TO DISCLOSE OR NOT DISCLOSE YOUR PREGNANCY
Ed Canning Feb 05, 2005
So, you are pregnant and looking for a new job. If you are not already showing, do you disclose this fact to your potential employer up front? Do you wait and tell them later? What are your rights?
Let us assume, for today’s sake, that the reason you lost your last job had nothing to do with your pregnancy and therefore cannot give an order from the Ministry of Labour reinstating you to that job.
Both the Ontario Human Rights Code and the Employment Standards Act prohibit discrimination against an employee based on pregnancy. An important factor to keep in mind here is that you only need to have worked for the employer for 13 weeks before you give birth in order to be entitled to a maternity/parental leave of 52 weeks. That 13 weeks of service before you go off insures that the employer has to give you your job back when the leave is over.
Starting a new job is like starting a marriage. You want to start out on the right foot because you are hoping that it will be a very long term relationship. The thought of not disclosing to a potential employer that you will be going off for a maternity leave in 5 or 6 months doesn’t sit right for many. Some people do not want to work for an employer that would have discriminated against them on the basis of a pregnancy in the first place and want to disclose it up front. Many do not to be permanently labelled as the employee who snuck in the door just before she was due to give birth just so she would have a job to go back to after the leave.
There is, however, a very different way of looking at this. As a society, we have decided that discriminating in any way against an employee because they are pregnant is simply wrong. We have decided that it is in the best interest of gender equality throughout our society that women not suffer any disadvantage in their careers as a result of pregnancy.
If you believe that, by telling your prospective employer that you are pregnant, aren’t you somehow conceding that they have a right to know?
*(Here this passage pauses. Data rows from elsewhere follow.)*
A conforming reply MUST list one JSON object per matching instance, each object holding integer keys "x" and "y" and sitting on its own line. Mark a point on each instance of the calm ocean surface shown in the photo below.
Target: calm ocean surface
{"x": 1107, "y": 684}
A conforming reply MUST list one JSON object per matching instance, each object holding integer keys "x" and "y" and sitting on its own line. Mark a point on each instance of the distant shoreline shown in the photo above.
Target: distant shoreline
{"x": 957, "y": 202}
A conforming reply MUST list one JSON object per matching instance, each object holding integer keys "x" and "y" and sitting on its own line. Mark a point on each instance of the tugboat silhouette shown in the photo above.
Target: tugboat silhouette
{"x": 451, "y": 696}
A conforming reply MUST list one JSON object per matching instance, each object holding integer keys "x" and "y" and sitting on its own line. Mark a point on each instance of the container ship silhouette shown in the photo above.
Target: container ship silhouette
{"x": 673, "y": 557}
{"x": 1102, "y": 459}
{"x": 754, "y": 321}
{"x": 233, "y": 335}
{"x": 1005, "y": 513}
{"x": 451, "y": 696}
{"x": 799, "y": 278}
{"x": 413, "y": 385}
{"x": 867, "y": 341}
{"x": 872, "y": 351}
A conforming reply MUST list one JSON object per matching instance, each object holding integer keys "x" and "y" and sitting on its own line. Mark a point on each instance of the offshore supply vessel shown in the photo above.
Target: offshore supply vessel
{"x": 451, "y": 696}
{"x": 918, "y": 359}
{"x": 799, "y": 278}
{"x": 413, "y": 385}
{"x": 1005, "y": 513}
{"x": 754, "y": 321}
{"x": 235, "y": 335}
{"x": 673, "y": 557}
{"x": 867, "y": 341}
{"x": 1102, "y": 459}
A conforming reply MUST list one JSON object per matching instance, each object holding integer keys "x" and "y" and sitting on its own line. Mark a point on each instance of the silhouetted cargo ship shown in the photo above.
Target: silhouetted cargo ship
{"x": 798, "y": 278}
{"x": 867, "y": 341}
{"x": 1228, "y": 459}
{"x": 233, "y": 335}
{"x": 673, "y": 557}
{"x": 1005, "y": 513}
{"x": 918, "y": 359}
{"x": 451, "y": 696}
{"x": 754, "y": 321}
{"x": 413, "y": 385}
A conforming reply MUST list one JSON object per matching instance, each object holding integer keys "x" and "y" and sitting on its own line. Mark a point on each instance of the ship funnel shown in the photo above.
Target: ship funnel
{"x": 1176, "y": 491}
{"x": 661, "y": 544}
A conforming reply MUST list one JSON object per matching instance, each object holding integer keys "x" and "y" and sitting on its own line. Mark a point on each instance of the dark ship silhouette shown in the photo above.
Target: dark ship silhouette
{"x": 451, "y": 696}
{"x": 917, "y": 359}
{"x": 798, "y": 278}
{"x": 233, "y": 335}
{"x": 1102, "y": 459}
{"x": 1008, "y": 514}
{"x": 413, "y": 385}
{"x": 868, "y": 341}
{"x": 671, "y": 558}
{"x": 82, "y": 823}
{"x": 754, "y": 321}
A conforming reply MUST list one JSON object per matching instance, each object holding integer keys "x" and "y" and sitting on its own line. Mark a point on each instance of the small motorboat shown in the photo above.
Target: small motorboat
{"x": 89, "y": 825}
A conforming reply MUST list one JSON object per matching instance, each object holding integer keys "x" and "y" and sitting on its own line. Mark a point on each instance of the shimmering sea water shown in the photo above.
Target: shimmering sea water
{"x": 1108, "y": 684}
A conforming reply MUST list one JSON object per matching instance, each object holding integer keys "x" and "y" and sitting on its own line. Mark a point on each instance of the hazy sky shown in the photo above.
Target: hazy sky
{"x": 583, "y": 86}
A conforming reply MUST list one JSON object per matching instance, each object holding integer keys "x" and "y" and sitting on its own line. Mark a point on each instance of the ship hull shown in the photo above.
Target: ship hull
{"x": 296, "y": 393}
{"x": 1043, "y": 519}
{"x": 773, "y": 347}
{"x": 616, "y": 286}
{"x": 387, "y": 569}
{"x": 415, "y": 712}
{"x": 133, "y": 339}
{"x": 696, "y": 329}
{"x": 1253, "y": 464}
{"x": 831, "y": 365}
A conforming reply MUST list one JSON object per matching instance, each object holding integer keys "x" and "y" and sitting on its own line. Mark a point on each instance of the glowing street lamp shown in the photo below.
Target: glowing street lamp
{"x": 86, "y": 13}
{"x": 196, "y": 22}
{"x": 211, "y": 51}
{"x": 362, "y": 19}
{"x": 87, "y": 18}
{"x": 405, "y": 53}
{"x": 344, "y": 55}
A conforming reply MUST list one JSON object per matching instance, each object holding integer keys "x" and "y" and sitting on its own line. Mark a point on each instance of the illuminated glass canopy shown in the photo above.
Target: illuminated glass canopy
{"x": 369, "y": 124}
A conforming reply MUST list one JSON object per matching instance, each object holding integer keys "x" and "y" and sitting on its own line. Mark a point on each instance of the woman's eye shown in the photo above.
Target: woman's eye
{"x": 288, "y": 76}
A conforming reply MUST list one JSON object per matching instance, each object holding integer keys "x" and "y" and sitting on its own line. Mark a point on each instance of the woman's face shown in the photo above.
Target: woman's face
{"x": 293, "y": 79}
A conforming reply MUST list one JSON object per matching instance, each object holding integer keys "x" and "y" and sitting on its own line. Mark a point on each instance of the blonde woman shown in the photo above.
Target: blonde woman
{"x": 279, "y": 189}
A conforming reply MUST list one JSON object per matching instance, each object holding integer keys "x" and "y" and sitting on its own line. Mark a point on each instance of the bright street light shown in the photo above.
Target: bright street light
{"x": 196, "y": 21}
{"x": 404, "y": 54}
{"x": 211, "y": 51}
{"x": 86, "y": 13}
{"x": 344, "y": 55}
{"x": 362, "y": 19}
Aren’t you suggesting that your pregnancy could legitimately be relevant to whether or not they should hire you? Some would suggest that this kind of suggestion is in itself a betrayal of the equality rights you will want the daughter you may be carrying to have.
Whichever choice you make, I do have one firm piece of advice. If you decide not to tell the employer at the point of hiring that you are pregnant, if you can possibly avoid it, do not disclose your pregnancy until after you have completed 3 months of service.
The Employment Standards Act allows an employer to terminate an employee during the first 3 months without any financial penalty regardless of whether or not there is just cause. The courts have long recognized that there is at least a 3-month probationary period where the employer can let you go for even the smallest reason without having to pay severance.
If the 3 months probation is over, the employer discovers you are pregnant and suddenly comes up with reasons why they don’t want to keep you, the onus will be on the employer to prove to the Ministry of Labour that the termination had nothing to do with your pregnancy. Otherwise, you will be order reinstated and be compensated for lost wages.
If the employer discovers that you are pregnant and decides to terminate you within the 3-month probation period, your claim will be weaker. The employer will never admit that the termination had anything to do with your pregnancy and will argue that just because you are pregnant should not mean that they have to keep you on when any other employee could have been terminated without notice.
Sophisticated and enlightened employers do not discriminate on the basis of pregnancy and are used to accommodating maternity/parental leaves. They view the employment relationship as a long term one. One or two maternity/parental leaves in the course of a number of years of contributions to the company are seen as insignificant.
If you want to be sure from the outset that that is the kind of employer you are going to work for, disclose your pregnancy up front.
If economic necessity or ethics prohibit you from disclosing your pregnancy, follow advice in the column if you can.
And lastly, if you have no choice in the matter because you are already showing, go into that interview with a positive attitude. If you get offered the job, the chances are good you will end up working for many years for a company you actually like.